2014, als das »Hobbit«-Finale und »Dracula Untold« herauskamen, hätte man denken können, Evans habe sich für Hauptrollen in Blockbustern qualifiziert, aber bis heute ist er a leading man waiting to happen. Selbst in der Titelrolle von »Professor Marston and the Wonder Women« tritt er gelassen hinter die Kolleginnen Rebecca Hall und Bella Heathcote zurück. Der Film erzählt in fiktionalisiert-gestraffter Form, wie die Superheldin Wonder Woman zu der feministischen, im BDSM-Spektrum angesiedelten Ikone wurde, die uns die Filmversion bedauerlicherweise vorenthalten hat: geboren aus einer ungewöhnlichen, polyamourösen Beziehung zwischen dem Psychologen William Moulton Marston, seiner Frau und Mitarbeiterin und einer Studentin.

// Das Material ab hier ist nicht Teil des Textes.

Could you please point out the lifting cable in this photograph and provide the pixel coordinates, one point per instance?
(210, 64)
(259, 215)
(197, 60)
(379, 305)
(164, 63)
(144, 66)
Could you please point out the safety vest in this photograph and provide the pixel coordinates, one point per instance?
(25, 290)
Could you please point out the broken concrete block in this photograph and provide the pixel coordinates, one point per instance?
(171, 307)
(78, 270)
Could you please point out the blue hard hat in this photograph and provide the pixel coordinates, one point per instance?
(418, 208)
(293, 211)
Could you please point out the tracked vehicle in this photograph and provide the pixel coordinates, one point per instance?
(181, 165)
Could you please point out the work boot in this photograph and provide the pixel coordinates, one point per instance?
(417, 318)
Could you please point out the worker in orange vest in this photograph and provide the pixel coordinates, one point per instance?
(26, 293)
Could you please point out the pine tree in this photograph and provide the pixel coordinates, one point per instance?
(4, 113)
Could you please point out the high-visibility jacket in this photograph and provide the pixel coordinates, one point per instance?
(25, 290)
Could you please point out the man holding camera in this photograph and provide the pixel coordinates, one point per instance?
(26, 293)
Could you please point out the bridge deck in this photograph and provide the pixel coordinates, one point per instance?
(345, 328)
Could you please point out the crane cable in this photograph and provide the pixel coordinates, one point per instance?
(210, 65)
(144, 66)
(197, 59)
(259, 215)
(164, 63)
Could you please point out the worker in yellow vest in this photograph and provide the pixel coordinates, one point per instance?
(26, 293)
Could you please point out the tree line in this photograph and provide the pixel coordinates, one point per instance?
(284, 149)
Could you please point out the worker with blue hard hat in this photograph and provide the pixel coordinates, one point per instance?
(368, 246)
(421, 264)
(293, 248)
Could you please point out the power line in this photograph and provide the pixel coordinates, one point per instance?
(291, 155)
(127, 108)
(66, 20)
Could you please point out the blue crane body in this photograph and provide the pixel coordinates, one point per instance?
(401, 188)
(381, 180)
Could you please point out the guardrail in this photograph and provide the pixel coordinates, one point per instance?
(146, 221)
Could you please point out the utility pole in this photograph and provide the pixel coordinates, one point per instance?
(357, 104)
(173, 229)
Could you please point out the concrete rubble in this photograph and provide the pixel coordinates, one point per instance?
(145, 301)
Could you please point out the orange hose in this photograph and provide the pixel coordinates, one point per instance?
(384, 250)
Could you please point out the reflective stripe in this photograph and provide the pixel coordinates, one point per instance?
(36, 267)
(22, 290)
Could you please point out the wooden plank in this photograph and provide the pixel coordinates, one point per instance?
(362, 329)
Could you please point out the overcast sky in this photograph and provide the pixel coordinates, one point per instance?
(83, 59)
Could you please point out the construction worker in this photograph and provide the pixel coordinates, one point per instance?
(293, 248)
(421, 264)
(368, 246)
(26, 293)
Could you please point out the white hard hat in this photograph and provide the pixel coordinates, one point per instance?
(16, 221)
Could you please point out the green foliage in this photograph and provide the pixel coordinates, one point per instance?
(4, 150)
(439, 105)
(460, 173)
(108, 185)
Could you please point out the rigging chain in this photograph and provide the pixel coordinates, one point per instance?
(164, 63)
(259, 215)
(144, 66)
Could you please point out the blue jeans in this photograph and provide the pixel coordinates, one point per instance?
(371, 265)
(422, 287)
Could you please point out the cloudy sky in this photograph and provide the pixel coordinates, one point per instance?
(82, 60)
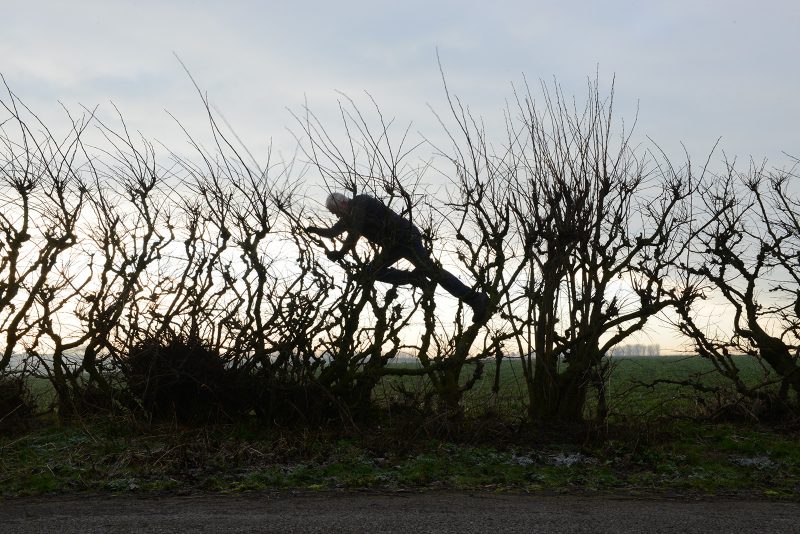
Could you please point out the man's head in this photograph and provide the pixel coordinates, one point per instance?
(338, 204)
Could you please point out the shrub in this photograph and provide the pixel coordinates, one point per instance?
(180, 378)
(17, 407)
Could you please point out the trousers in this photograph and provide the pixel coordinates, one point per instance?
(424, 269)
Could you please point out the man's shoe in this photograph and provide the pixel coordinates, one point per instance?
(480, 307)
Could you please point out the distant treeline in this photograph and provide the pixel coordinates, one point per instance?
(636, 350)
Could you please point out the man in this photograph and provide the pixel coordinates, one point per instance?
(398, 238)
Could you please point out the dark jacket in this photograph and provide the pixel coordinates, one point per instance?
(369, 217)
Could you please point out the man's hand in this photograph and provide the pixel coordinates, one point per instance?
(335, 255)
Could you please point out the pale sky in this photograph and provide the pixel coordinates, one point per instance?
(697, 70)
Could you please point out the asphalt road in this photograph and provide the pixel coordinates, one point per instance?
(400, 512)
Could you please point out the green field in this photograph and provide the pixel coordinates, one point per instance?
(632, 387)
(653, 443)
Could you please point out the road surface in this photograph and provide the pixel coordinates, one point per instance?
(392, 512)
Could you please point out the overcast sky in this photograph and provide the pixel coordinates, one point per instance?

Angela Robinson setzt diese Geschichte auf der Basis jüngerer Erkenntnisse als milde Feier flottierenden Begehrens, auch zwischen den Frauen, in Szene – hier wird niemand objektifiziert, hier sind alle verführerisch, aber kein »Süßstoff für die Augen«.

In den letzten fünf Jahren hat Evans in wilder Folge rund fünfzehn Filme gedreht. Er hat Hauptrollen in kleinen gespielt wie dem Zwei-Personen-Thriller »10 x 10« und Nebenrollen in großen wie jetzt in »Midway«; in der Serie »The Alienist«, einer im New York des 19. Jahrhunderts angesiedelten Profiler-Geschichte, gibt er den gutaussehenden, aber gequälten Sidekick von Daniel Brühl.

Alles in allem ein ausgesprochen facettenreiches Bild. Und vielleicht nimmt Evans, befeuert von den positiven Kritiken für seinen schmetternden Gaston, noch einmal die Kurve. Das Singen, hat er gesagt, sei seine wahre Liebe. Ende November erscheint sein erstes Album, Coversongs. Titel: »At Last« – endlich.